How do you get the best out of your team?

It starts with recruiting the right team with the right balance of personalities, expertise and experience. Regardless of the role, an essential ingredient is passion. If the people are right for the team and the team’s activities, then giving them the respect and scope to do what is needed is important. Creating a positive environment with a spirit of challenging one another, encouraging all to step up and recognising the contributions, big or small, is, I believe, vital to get the best out of any team.

STEM sectors receive a lot of criticism for a lack of diversity in terms of gender, ethnicity and other demographics. Have you noticed a diversity problem in your sector? What are your thoughts on this and what’s needed to be more inclusive?

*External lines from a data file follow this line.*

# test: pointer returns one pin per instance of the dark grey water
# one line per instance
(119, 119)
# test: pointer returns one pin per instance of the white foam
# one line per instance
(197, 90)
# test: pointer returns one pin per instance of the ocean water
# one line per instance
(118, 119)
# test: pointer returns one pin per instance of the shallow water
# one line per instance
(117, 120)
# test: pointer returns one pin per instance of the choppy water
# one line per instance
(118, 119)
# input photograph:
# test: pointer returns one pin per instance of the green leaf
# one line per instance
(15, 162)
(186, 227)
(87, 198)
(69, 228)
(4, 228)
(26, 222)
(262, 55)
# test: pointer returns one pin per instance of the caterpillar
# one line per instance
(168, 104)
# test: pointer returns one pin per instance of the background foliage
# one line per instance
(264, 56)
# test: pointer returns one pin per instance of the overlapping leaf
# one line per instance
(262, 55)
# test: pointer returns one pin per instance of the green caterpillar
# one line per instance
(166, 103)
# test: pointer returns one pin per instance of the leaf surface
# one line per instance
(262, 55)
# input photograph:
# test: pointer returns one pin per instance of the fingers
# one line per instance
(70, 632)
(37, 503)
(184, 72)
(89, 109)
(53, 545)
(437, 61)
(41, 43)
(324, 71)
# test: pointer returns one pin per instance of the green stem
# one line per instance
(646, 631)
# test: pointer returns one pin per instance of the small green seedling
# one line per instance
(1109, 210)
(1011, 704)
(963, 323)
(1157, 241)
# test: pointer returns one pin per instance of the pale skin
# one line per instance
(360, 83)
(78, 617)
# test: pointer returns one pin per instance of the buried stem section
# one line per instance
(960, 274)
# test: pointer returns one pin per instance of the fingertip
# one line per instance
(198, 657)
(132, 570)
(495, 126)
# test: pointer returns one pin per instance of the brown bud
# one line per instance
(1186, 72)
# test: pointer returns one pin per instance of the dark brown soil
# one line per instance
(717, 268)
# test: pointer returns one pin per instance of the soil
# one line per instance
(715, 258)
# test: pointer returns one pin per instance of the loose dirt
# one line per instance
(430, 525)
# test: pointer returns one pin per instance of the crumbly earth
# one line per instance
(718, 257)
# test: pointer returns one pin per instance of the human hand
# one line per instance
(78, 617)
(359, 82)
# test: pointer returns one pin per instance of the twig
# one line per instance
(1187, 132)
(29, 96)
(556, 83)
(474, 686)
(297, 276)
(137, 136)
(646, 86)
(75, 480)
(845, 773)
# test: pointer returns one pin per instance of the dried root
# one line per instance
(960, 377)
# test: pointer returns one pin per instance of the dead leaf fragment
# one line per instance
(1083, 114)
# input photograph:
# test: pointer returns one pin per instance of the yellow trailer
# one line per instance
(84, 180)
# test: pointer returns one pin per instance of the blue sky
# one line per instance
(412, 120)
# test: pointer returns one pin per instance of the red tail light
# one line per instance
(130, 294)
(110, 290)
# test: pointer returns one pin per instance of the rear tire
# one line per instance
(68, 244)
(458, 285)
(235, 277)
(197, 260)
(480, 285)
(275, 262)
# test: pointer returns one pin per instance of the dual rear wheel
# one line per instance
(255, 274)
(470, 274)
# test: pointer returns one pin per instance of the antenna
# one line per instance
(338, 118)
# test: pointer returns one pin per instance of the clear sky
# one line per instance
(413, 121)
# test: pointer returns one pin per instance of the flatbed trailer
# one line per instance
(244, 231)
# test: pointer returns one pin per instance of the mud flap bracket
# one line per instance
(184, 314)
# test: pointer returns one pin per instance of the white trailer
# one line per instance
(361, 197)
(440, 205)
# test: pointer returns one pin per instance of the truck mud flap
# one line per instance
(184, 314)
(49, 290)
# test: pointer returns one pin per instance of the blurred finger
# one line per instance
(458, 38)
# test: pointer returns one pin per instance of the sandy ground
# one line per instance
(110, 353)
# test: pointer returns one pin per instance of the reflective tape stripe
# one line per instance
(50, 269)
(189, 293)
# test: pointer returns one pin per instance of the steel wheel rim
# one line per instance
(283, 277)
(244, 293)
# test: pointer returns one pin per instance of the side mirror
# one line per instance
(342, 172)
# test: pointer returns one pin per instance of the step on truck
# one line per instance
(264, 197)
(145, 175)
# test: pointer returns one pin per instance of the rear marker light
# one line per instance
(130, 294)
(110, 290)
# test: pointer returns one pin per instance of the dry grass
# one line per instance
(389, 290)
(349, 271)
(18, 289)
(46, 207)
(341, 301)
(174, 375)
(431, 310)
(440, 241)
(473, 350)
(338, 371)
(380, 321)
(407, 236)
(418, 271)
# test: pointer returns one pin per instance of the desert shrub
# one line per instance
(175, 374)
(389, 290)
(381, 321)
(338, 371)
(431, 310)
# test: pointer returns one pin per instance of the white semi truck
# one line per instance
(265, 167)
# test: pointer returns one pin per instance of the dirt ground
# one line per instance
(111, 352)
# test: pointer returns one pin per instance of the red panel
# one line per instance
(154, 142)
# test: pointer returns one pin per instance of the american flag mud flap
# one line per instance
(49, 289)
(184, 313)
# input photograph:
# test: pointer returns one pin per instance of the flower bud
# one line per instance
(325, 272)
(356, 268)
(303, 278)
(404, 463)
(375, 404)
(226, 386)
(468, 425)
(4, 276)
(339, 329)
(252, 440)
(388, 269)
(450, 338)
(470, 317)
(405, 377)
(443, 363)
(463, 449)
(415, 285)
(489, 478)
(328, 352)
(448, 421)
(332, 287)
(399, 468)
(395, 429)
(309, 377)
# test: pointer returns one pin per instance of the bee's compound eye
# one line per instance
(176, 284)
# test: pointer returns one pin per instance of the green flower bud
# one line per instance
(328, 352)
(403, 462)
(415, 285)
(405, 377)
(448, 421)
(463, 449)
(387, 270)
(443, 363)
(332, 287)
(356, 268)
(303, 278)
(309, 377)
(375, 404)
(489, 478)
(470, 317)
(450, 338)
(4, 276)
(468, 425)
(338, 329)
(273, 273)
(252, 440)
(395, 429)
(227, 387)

Innovation doesn’t happen in the stem, but connecting the roots and the leaves is important. Diversity of thinking is critical to successful innovation. As innovation and the data driving innovation become increasingly complex, the need for the best minds to decipher data as well as convert data into successful development programmes will continue to be increasingly important.

‘It is an ecosystem, not an “egosystem”, that is needed’
– DR IVAN COULTER

There is and will continue to be a competition to attract and retain the best minds. Ensuring that the innovation ecosystem is as attractive as possible to encourage interest from an early age, and then creating pathways to careers that will provide opportunities to grow and adapt, will help attract and create opportunities regardless of the person. It is an ecosystem, not an ‘egosystem’, that is needed.

Who is your role model and why?

It is not a person, but a people. All the known and unknown pioneers who have made observations and understood the need to ask why not do better and then, alone or in teams, do better.

What books have you read that you would recommend?

I don’t get much time to read, but when I do I like to read biographies and related publications, which provide insights into lives lived and dreams realised, which can inspire us all to believe that we too can be extraordinary.

I also find that The New Yorker magazine cartoons are insightful and provide humorous distractions which trigger the imagination.

What are the essential tools and resources that get you through the working week?

The people around me. Increasingly there are more tools but less resources at our disposal. Giving and getting the best from those that we surround ourselves with is essential to making the most from what we have at our disposal and, where necessary, making what is not yet at our disposal.